February 2, 2021
The JSS Rules Database is updated quarterly with summaries of all rulings affecting the Rules of Court in Alberta.
This article was co-written by Daniel Gryba, a former associate at JSS Barristers.
In Hannam v Medicine Hat School District No. 76, 2020 ABCA 343, the Alberta Court of Appeal noted that despite the culture shift called for in the Supreme Court’s decision in Hryniak v Mauldin, 2014 SCC 7, the summary procedures provided for in Part 7 of the Rules of Court continue to be underutilized in Alberta. In emphasizing this point, the Court of Appeal urged both the judiciary and litigants to make more robust use of these processes.
The Defendants in Hannam appealed the Chambers Judge’s dismissal of their Application for Summary Dismissal. The Court of Appeal took the opportunity to discuss the historical development of Summary Judgment law in Canada and other common law jurisdictions before allowing the Appeal and summarily dismissing the Plaintiff’s personal injury claim.
The Court of Appeal noted that the Chambers Judge did not have the benefit of Alberta’s current Summary Judgment authority, Weir-Jones Technical Services Inc. v Purolator Courier Ltd., 2019 ABCA 49, at the time of the Decision. As a result, the Chambers Judge erred in considering whether it was obvious that there was an issue requiring a Trial.
In response, the Court of Appeal clarified the Rule 7.3 test for Summary Judgment as set out in Weir-Jones. This test for Summary Judgment asks whether the moving party has established the facts in issue on a balance of probabilities, and thus there is no genuine issue requiring a Trial.

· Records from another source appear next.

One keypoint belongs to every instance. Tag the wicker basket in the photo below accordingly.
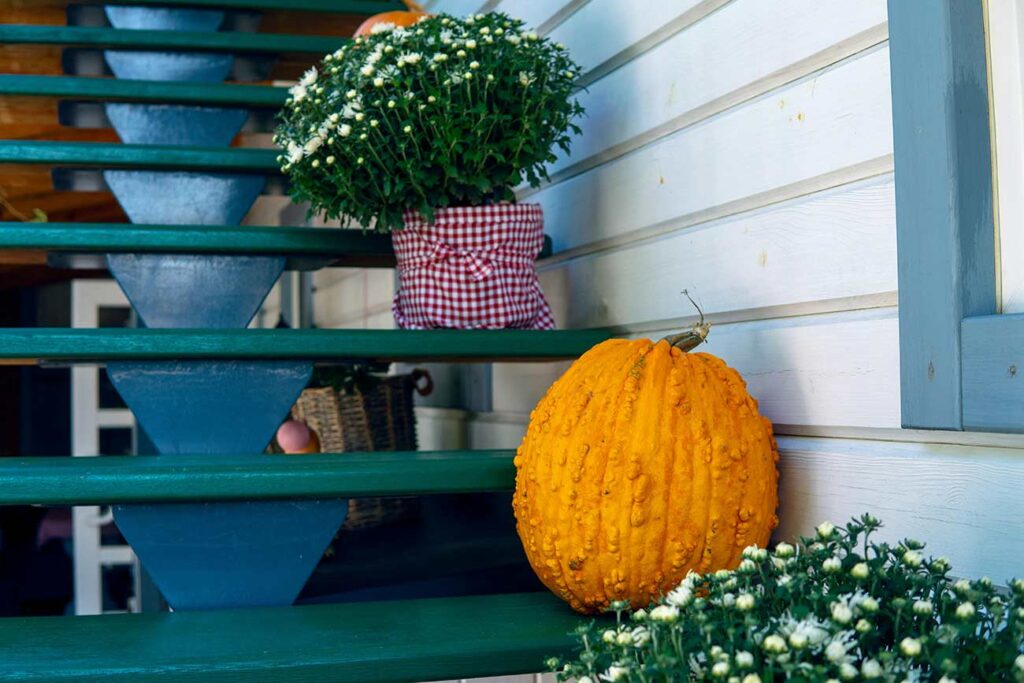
(378, 419)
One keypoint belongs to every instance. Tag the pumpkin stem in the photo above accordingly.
(696, 335)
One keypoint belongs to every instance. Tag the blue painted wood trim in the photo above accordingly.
(993, 373)
(943, 198)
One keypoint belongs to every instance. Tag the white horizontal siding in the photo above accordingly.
(601, 29)
(830, 245)
(742, 151)
(963, 501)
(537, 13)
(715, 63)
(836, 369)
(839, 119)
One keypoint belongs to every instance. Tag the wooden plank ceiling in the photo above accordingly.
(25, 189)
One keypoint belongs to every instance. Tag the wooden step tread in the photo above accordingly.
(383, 642)
(113, 479)
(137, 39)
(154, 157)
(169, 92)
(336, 247)
(335, 6)
(28, 346)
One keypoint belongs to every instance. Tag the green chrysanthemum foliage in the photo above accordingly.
(837, 607)
(444, 113)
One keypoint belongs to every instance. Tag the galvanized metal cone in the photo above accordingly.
(215, 554)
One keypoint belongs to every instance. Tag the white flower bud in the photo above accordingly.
(870, 669)
(836, 651)
(798, 640)
(774, 643)
(912, 558)
(923, 607)
(842, 613)
(784, 550)
(910, 647)
(665, 613)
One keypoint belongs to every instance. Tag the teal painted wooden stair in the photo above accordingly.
(402, 640)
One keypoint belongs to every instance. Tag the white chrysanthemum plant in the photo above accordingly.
(426, 131)
(836, 607)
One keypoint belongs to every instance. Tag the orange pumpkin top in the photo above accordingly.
(398, 17)
(641, 463)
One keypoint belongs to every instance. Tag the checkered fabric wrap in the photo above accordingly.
(471, 269)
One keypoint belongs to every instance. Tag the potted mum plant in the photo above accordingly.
(425, 131)
(836, 607)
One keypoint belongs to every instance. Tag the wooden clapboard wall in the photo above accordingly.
(742, 150)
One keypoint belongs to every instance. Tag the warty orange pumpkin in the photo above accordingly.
(399, 17)
(641, 463)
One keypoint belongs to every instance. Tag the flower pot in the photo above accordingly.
(210, 555)
(204, 555)
(150, 66)
(471, 268)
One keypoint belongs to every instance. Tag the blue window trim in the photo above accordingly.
(945, 226)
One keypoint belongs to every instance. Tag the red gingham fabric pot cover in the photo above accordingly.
(471, 269)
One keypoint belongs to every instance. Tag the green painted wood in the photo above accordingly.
(382, 642)
(338, 247)
(316, 247)
(188, 478)
(62, 344)
(136, 39)
(335, 6)
(943, 198)
(111, 89)
(104, 155)
(993, 373)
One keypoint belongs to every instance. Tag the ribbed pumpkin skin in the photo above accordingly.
(641, 463)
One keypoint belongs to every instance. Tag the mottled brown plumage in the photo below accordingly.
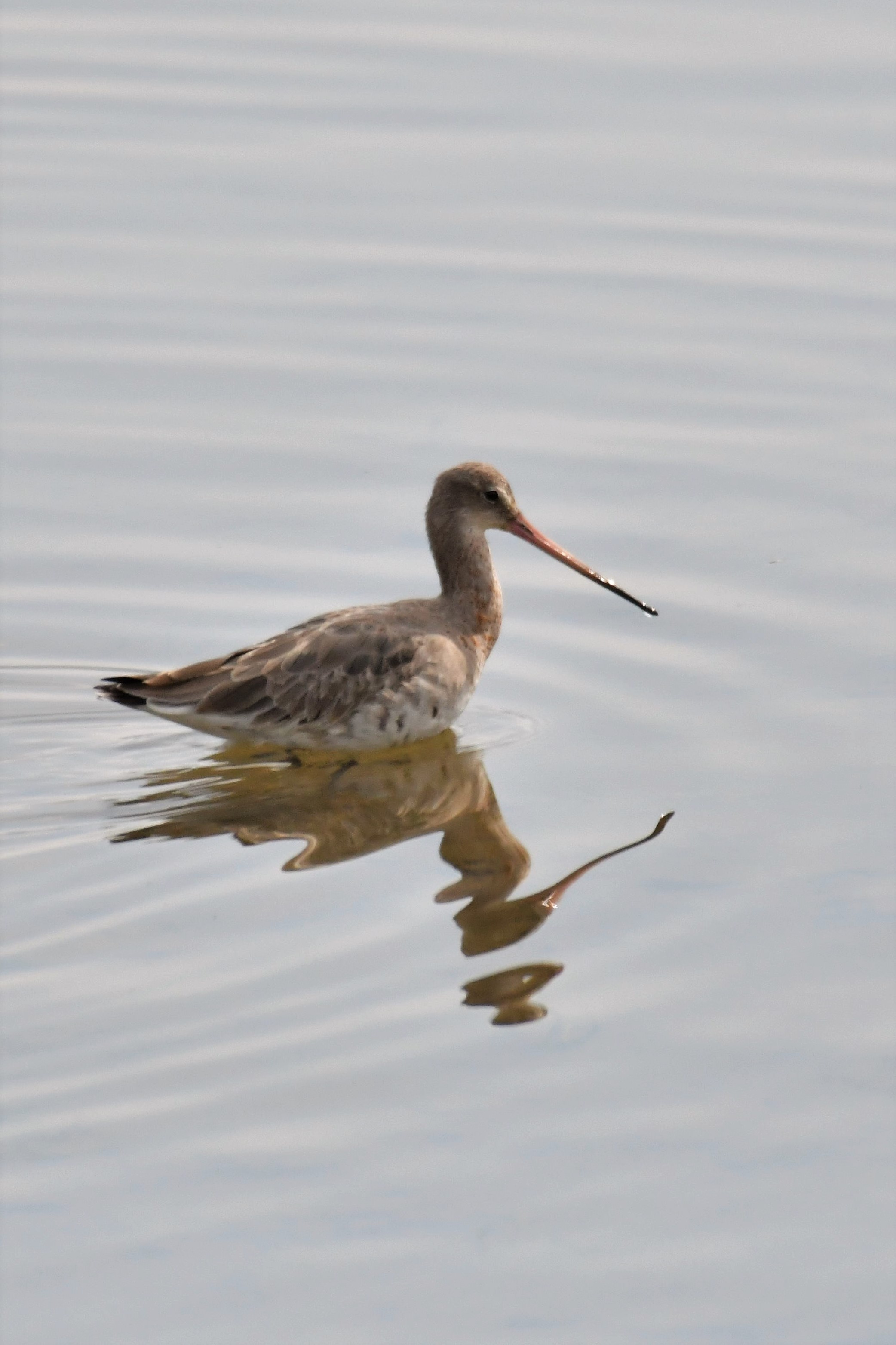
(366, 677)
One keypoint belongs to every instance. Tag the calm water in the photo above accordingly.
(270, 268)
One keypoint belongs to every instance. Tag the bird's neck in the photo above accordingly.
(470, 587)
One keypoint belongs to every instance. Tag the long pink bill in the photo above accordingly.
(522, 528)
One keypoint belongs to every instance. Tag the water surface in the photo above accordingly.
(268, 271)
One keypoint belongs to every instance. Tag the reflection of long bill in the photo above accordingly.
(522, 528)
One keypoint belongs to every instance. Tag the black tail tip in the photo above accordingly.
(123, 690)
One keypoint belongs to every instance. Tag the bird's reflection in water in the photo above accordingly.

Significantly, this conclusion need not be obvious. The Court may make contested findings on material facts in an Application for Summary Judgment despite the judiciary’s historical hesitance to do so. Similarly, the Court of Appeal stressed Justice Slatter’s comment in Weir-Jones that adjudicators can even hear oral testimony during an Application for Summary Judgment.
Moreover, the Court of Appeal explained that while the text of Rule 7.3 does not ask whether there is a genuine issue requiring a Trial, the natural conclusion if there is no defence or merit to a claim is that there is no genuine issue requiring a Trial. As such, the “genuine issue” inquiry leads to the same conclusion as asking whether a claim has merit or is a valid defence.
Further, while discussing other alternatives to a Trial, the Court of Appeal noted Rule 7.1, which allows one specific issue or question in a dispute to be heard independently from the larger claim in order to streamline the broader litigation. The Court of Appeal emphasized that this function is used less frequently than it should be when considering the current movement towards resolving litigation through less cumbersome and costly processes than the traditional Trial.